The project was first conceived by New Island publisher and m.d. Edwin Higel in the first stages of lockdown, and he turned to Gébler as he had been impressed by the author's retelling of Aesop's Fables in 2019 for Head of Zeus. Tales We Tell Ourselves is a selection of some of the stories within Boccacio's work with updated, modern language. New Island holds world rights and will release the book in November this year.
Boccaccio began writing The Decameron as the Black Death swept through his native Florence in the late 1340s—between 1348 and 1350, six out of 10 Florentines died of the plague. The book features seven women and three men decamping to a hillside village outside Florence to escape and there they tell a series of bawdy, funny, erotic and tragic stories. The Decameron and other epidemic-themed classics, such Albert Camus' The Plague, have popped up on global bestseller lists throughout the course of the current pandemic. In September, Scribner announced it was to release what it called a "Covid-era Decameron", an anthology of a modern plague with contributions from 29 writers including Margaret Atwood, Andrew O’Hagan and Colm Tóibín.
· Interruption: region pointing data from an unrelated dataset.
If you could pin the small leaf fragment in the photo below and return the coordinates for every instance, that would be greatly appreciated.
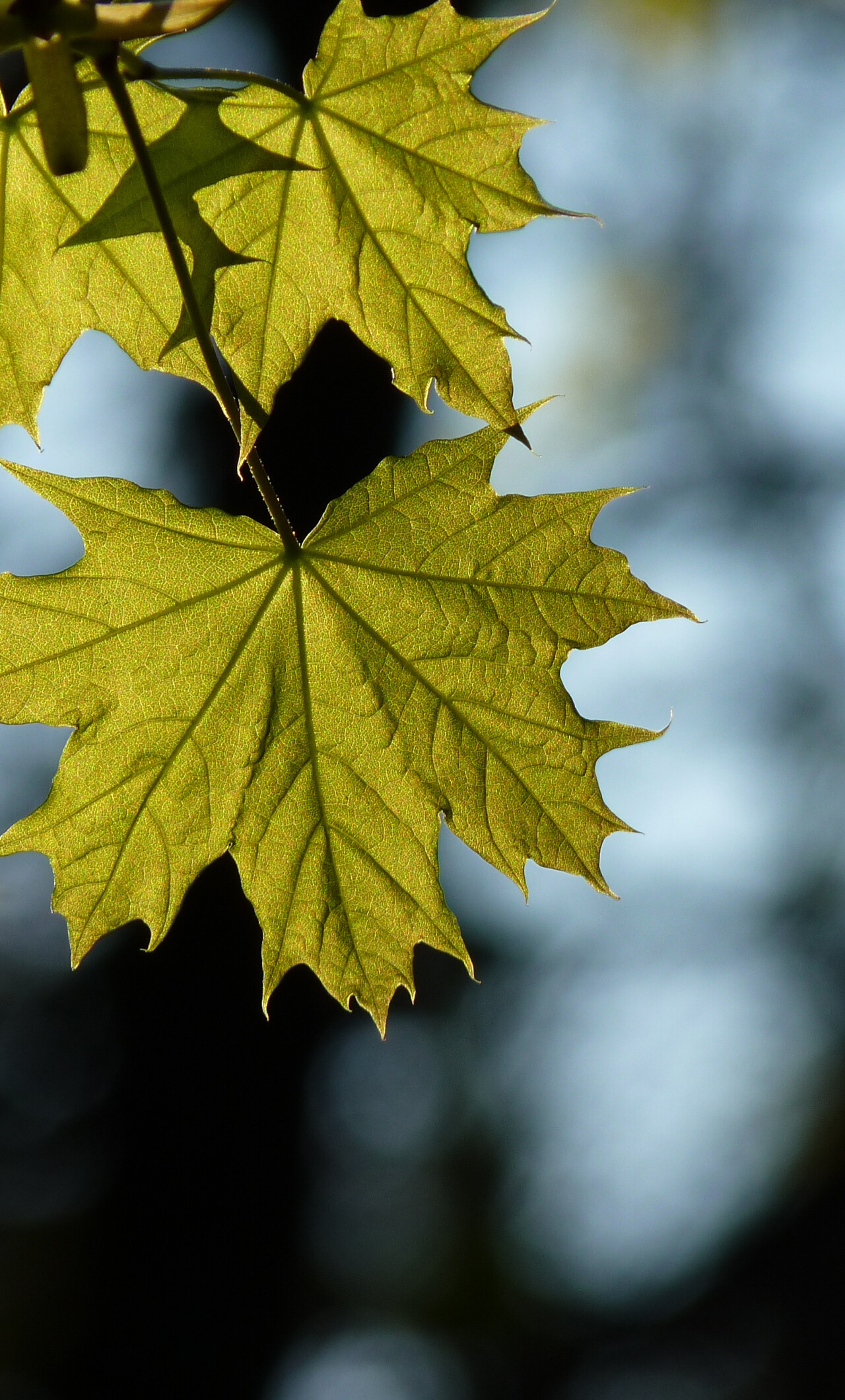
(59, 102)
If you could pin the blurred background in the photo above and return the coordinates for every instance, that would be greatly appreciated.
(616, 1168)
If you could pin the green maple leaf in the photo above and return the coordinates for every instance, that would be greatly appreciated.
(65, 262)
(317, 713)
(407, 162)
(197, 152)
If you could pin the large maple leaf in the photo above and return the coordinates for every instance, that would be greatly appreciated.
(66, 263)
(317, 712)
(407, 162)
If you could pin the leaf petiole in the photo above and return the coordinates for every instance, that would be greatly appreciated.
(108, 69)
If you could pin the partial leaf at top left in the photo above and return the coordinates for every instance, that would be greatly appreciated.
(55, 285)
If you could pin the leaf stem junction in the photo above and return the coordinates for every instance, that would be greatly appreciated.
(108, 67)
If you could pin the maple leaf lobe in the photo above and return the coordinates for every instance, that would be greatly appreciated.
(317, 715)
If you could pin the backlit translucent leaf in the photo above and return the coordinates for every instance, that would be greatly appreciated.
(317, 715)
(65, 261)
(407, 162)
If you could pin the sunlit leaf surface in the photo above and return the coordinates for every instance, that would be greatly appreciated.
(317, 713)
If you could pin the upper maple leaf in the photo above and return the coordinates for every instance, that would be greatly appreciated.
(66, 263)
(317, 712)
(407, 162)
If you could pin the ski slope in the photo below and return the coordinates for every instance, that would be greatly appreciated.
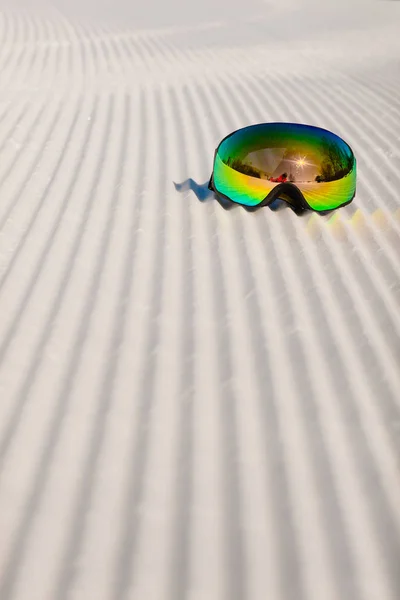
(196, 403)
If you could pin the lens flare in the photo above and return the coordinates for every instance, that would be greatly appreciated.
(250, 162)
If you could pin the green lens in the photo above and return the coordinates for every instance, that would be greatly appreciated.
(252, 161)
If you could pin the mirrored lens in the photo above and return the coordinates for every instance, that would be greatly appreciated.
(252, 161)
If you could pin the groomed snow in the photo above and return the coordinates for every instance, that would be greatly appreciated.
(195, 403)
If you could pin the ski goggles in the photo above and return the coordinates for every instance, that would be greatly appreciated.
(306, 166)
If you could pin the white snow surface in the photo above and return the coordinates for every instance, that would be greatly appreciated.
(196, 403)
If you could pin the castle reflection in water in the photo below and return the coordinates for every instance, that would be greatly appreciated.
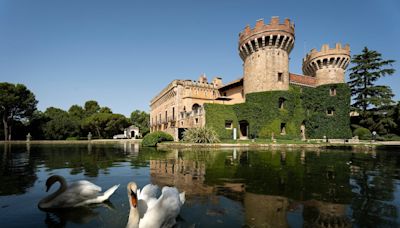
(278, 188)
(261, 210)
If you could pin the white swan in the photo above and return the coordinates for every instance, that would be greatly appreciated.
(77, 194)
(146, 210)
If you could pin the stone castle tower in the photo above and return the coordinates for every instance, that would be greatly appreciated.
(265, 51)
(328, 65)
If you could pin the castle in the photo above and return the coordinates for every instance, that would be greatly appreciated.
(268, 100)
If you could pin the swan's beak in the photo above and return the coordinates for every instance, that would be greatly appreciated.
(133, 199)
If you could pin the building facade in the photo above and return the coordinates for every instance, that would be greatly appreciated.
(265, 51)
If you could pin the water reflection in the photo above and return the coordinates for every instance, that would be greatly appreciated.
(271, 186)
(233, 188)
(16, 170)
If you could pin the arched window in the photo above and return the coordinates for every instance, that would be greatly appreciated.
(281, 102)
(196, 109)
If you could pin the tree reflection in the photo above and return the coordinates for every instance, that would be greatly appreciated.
(373, 190)
(17, 170)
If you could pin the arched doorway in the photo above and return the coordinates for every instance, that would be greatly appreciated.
(244, 129)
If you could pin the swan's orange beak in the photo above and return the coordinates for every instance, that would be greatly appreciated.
(133, 199)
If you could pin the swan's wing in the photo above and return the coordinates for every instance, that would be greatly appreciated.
(86, 189)
(164, 211)
(149, 191)
(77, 193)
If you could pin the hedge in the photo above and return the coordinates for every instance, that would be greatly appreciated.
(155, 137)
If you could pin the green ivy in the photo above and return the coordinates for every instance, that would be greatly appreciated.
(317, 101)
(301, 105)
(216, 115)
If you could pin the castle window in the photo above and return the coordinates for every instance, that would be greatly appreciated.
(228, 124)
(332, 91)
(281, 102)
(330, 111)
(280, 77)
(283, 128)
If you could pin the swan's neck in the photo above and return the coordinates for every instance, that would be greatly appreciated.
(133, 220)
(49, 198)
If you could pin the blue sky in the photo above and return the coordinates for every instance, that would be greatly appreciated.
(122, 53)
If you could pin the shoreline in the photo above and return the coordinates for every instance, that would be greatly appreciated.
(94, 141)
(346, 146)
(177, 145)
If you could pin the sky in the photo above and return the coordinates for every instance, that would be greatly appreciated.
(122, 53)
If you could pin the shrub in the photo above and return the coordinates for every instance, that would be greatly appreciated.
(362, 133)
(200, 135)
(155, 137)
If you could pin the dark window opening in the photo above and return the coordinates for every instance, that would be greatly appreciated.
(283, 128)
(280, 77)
(332, 91)
(281, 102)
(330, 111)
(228, 124)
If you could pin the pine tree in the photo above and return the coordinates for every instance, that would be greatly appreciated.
(368, 68)
(374, 102)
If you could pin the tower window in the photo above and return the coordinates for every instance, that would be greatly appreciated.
(228, 124)
(280, 77)
(283, 128)
(281, 102)
(330, 111)
(332, 91)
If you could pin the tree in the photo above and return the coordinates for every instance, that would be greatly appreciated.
(91, 107)
(374, 102)
(16, 103)
(141, 119)
(77, 112)
(368, 68)
(60, 124)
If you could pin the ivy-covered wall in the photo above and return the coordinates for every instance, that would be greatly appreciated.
(216, 115)
(265, 116)
(317, 101)
(301, 105)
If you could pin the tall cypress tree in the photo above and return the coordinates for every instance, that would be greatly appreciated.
(368, 68)
(374, 102)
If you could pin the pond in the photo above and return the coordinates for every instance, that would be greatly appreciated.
(224, 188)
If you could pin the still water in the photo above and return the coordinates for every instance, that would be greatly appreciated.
(224, 188)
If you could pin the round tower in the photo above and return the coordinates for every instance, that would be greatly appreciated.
(328, 65)
(265, 52)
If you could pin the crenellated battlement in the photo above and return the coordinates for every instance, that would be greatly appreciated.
(326, 51)
(275, 35)
(328, 64)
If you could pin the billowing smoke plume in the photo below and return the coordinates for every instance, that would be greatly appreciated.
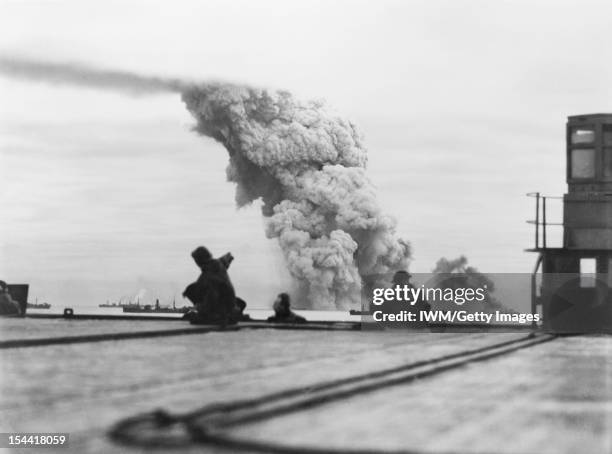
(84, 76)
(303, 161)
(308, 167)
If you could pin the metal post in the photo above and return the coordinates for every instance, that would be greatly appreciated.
(537, 220)
(544, 222)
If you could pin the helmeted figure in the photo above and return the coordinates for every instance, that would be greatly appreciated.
(283, 312)
(212, 294)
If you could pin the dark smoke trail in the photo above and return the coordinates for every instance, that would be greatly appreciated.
(85, 76)
(304, 162)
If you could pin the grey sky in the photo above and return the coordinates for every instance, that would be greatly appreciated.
(462, 105)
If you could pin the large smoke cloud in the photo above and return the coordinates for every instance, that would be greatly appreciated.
(307, 165)
(304, 162)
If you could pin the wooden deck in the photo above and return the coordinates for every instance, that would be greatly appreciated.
(552, 397)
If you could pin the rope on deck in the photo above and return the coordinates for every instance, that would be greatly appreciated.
(160, 429)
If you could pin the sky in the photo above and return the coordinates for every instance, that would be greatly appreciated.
(462, 105)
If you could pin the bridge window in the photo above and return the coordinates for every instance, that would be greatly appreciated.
(583, 163)
(583, 135)
(608, 162)
(608, 135)
(588, 269)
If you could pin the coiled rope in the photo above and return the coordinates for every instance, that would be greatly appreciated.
(160, 429)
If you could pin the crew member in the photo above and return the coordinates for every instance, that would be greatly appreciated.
(212, 294)
(282, 311)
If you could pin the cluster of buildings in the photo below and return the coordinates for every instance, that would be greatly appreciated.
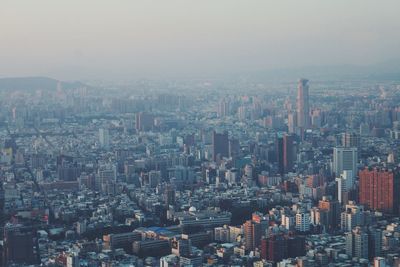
(141, 177)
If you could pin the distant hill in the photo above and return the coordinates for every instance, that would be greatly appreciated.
(35, 83)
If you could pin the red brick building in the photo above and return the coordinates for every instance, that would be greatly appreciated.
(380, 189)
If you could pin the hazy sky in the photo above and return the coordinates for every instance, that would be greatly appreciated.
(79, 39)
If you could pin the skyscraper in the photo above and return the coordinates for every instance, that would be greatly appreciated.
(19, 245)
(144, 121)
(288, 152)
(104, 138)
(333, 209)
(379, 189)
(220, 144)
(350, 139)
(252, 234)
(303, 109)
(357, 243)
(345, 159)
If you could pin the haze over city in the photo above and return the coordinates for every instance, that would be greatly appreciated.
(124, 39)
(199, 133)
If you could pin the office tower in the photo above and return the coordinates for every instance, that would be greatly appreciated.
(223, 108)
(68, 172)
(73, 260)
(234, 148)
(345, 159)
(181, 247)
(144, 121)
(252, 234)
(350, 139)
(364, 129)
(303, 109)
(352, 216)
(345, 184)
(19, 245)
(381, 262)
(357, 243)
(169, 195)
(104, 138)
(279, 150)
(154, 178)
(2, 199)
(242, 113)
(258, 217)
(374, 242)
(275, 248)
(289, 152)
(379, 189)
(316, 118)
(303, 221)
(220, 143)
(333, 209)
(106, 174)
(292, 122)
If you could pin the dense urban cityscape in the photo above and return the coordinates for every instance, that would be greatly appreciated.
(177, 133)
(200, 173)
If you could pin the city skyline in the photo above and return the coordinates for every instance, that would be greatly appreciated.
(111, 41)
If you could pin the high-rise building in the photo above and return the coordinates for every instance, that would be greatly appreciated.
(303, 109)
(252, 234)
(19, 245)
(350, 139)
(104, 138)
(144, 121)
(303, 221)
(333, 209)
(169, 195)
(220, 143)
(345, 184)
(352, 216)
(357, 243)
(223, 108)
(289, 152)
(345, 159)
(292, 122)
(379, 189)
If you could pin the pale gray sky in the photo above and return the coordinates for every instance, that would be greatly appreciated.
(78, 39)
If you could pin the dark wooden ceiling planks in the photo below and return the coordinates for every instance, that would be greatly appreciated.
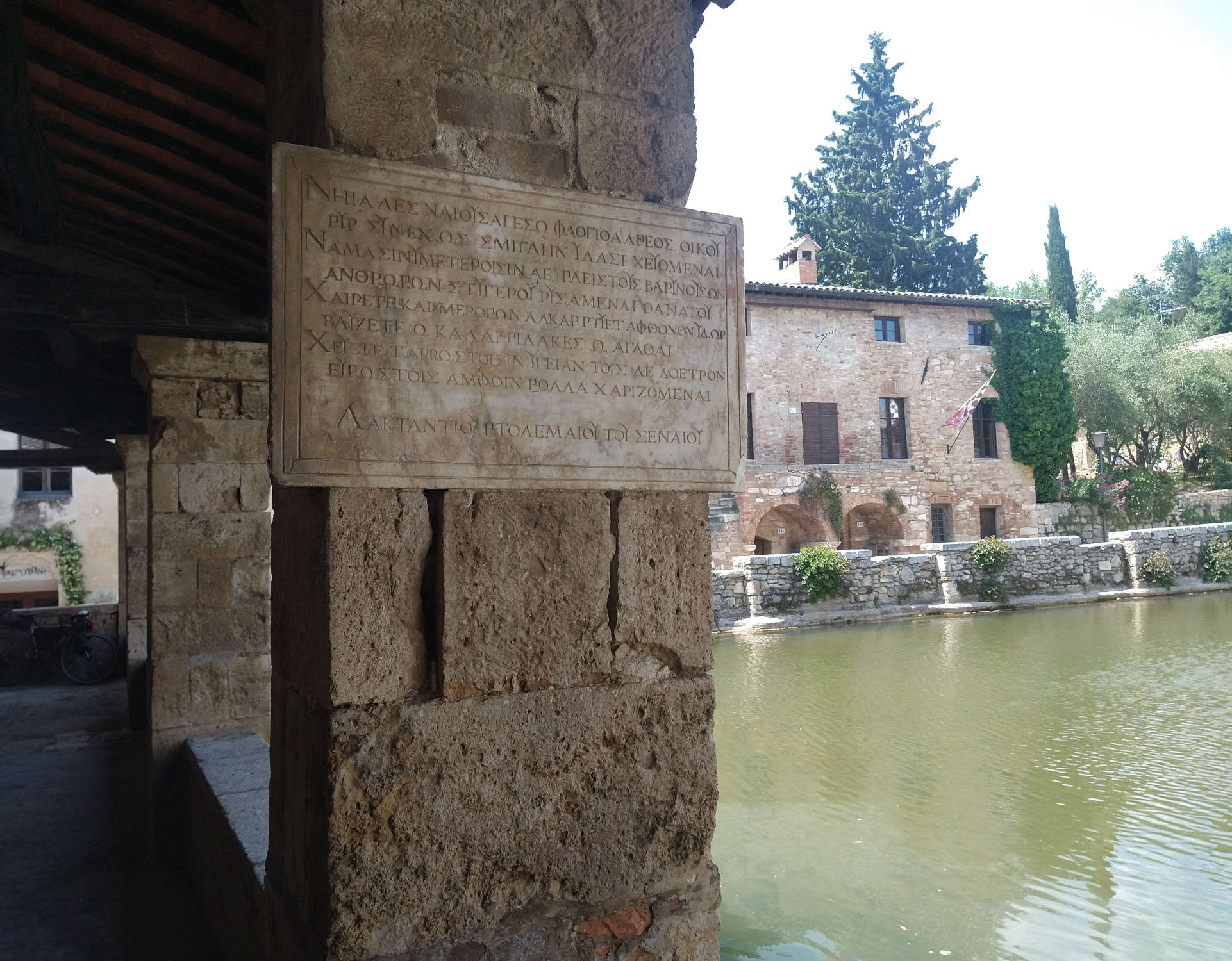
(152, 117)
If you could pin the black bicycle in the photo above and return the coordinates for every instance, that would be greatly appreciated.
(83, 656)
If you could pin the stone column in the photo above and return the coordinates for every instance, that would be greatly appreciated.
(208, 664)
(492, 719)
(135, 505)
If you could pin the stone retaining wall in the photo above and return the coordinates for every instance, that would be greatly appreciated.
(944, 572)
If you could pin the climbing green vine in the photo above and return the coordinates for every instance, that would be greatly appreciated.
(68, 554)
(821, 488)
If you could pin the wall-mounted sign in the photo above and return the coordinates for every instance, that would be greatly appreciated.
(439, 329)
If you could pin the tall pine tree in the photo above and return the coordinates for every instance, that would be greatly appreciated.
(1062, 293)
(878, 205)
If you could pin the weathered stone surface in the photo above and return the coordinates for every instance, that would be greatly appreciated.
(219, 400)
(663, 582)
(188, 359)
(597, 796)
(379, 545)
(210, 487)
(490, 110)
(636, 152)
(173, 400)
(219, 441)
(213, 583)
(531, 163)
(254, 487)
(174, 584)
(164, 491)
(614, 364)
(525, 591)
(208, 694)
(376, 104)
(174, 536)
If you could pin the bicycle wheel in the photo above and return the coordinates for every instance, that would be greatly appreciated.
(88, 658)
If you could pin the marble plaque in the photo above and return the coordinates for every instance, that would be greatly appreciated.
(442, 329)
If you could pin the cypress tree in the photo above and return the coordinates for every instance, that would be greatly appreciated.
(878, 205)
(1062, 292)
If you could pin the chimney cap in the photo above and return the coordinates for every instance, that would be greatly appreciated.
(800, 243)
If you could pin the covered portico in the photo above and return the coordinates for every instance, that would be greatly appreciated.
(351, 754)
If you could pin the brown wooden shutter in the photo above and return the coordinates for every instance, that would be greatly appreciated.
(821, 432)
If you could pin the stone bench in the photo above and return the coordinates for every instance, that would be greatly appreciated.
(229, 809)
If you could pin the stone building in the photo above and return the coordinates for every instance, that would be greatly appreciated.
(859, 384)
(45, 497)
(415, 723)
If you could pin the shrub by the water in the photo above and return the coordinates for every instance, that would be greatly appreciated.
(822, 571)
(1215, 559)
(990, 556)
(1157, 570)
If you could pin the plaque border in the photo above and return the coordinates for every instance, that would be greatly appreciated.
(287, 467)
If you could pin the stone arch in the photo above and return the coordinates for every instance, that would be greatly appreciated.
(785, 528)
(872, 527)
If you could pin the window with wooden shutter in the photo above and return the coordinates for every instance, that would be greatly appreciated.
(894, 428)
(821, 432)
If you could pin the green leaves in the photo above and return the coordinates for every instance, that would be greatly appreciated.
(1035, 400)
(878, 205)
(68, 554)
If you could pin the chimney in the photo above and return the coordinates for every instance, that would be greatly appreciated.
(797, 264)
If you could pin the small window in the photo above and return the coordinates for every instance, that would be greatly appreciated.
(44, 482)
(940, 527)
(887, 328)
(748, 400)
(983, 425)
(894, 428)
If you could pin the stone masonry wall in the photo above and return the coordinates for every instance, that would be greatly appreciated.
(208, 543)
(768, 583)
(823, 350)
(537, 778)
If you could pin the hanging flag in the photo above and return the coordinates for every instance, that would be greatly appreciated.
(960, 416)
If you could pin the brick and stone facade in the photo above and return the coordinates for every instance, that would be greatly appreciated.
(813, 344)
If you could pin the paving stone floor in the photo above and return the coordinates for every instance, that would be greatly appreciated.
(74, 882)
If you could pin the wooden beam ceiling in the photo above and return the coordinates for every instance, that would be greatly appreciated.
(136, 158)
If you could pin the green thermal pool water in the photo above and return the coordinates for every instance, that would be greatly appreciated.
(1050, 784)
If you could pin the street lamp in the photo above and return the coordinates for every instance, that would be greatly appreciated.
(1098, 439)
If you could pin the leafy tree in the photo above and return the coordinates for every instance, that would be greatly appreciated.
(1090, 293)
(878, 205)
(1131, 379)
(1181, 268)
(1062, 293)
(1033, 288)
(1141, 300)
(1035, 400)
(1214, 297)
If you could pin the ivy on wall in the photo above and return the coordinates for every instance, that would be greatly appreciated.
(68, 554)
(1035, 403)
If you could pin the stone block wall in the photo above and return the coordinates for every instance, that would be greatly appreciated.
(1179, 544)
(208, 578)
(768, 583)
(534, 659)
(943, 572)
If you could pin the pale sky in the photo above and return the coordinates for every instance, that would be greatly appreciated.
(1118, 112)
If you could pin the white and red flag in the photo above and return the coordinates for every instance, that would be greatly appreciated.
(960, 416)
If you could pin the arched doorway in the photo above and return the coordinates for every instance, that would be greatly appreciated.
(872, 528)
(787, 528)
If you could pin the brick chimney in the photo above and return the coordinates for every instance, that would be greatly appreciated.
(797, 264)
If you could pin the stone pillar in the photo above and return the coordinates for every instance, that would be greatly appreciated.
(492, 720)
(208, 666)
(135, 507)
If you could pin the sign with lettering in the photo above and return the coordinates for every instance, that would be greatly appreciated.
(442, 329)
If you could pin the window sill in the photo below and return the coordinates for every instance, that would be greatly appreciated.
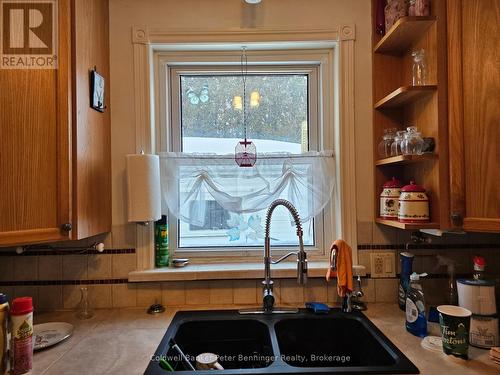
(218, 271)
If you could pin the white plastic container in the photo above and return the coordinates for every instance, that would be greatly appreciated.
(478, 296)
(484, 331)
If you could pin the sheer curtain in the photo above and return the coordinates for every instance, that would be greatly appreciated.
(190, 181)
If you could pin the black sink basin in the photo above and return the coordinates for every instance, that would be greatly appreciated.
(239, 343)
(333, 343)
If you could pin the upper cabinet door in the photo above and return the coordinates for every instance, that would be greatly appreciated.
(35, 146)
(474, 113)
(91, 128)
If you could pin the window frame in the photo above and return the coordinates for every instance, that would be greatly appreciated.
(318, 63)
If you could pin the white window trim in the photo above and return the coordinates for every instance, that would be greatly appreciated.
(170, 64)
(148, 40)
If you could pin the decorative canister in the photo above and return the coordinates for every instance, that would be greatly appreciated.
(389, 199)
(413, 204)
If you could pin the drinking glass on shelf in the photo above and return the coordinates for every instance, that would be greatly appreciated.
(396, 144)
(413, 142)
(384, 147)
(419, 68)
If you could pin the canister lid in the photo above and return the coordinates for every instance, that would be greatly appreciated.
(476, 282)
(22, 305)
(413, 187)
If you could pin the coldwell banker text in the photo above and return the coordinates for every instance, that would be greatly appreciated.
(28, 34)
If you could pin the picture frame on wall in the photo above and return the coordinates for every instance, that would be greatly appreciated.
(97, 91)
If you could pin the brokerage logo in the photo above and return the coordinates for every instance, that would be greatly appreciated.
(28, 34)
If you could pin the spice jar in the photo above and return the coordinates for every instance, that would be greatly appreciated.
(413, 204)
(389, 199)
(419, 8)
(22, 336)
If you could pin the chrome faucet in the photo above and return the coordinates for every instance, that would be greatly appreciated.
(268, 296)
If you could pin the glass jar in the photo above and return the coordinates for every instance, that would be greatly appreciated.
(84, 310)
(419, 68)
(396, 144)
(413, 142)
(384, 147)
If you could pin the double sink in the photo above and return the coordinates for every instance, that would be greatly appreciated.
(301, 343)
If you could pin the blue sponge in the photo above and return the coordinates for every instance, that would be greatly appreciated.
(317, 307)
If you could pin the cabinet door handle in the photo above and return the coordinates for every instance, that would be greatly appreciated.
(66, 227)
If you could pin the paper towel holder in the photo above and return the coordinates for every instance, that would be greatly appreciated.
(143, 188)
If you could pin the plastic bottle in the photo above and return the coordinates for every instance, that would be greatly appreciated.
(416, 322)
(406, 259)
(22, 336)
(161, 242)
(4, 327)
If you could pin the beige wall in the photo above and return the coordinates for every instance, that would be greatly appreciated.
(231, 14)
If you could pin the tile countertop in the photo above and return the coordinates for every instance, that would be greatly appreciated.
(122, 342)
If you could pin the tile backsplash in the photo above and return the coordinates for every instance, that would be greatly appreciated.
(55, 280)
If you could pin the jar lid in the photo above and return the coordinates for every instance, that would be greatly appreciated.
(476, 282)
(22, 305)
(479, 260)
(394, 183)
(413, 187)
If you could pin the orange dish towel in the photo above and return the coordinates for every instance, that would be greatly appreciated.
(344, 267)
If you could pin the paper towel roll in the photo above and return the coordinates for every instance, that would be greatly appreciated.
(143, 183)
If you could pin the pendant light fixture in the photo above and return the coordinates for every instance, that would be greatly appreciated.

Higel said the stories he and Gébler chose to update were selected for their "modernity, radicalism and topicality, [which] we felt would appeal to 21st-century readers". Higel added: "In his re-imagining of the original stories Carlo opted for a more dialogue-driven style of narration. His strategy was to pare down the stories and cull the narrative undergrowth fashionable at the time; all the better to let the material shine. The work flowed so smoothly that sometimes he almost felt as though Boccaccio were looking over his shoulder, approving of the writing."
Eniskillen-based Gébler has written over 25 fiction tiltes, plays, non-fiction works and children's books since his first novel, The Eleventh Summer, was publshed in 1985. His 2015 memoir and biography of his father, The Projectionist, in part chronicled the difficult relationship of his parents, Ernest Gébler and Irish novelist Edna O'Brien.
Higel said that when they planned the title he and Gébler "had initially hoped that the book would provide post-traumatic stress relief at the time of its publication in November—but as it turns out, we were over-optimistic: the virus is still very much with us and readers may want to keep a few stories in reserve, just in case."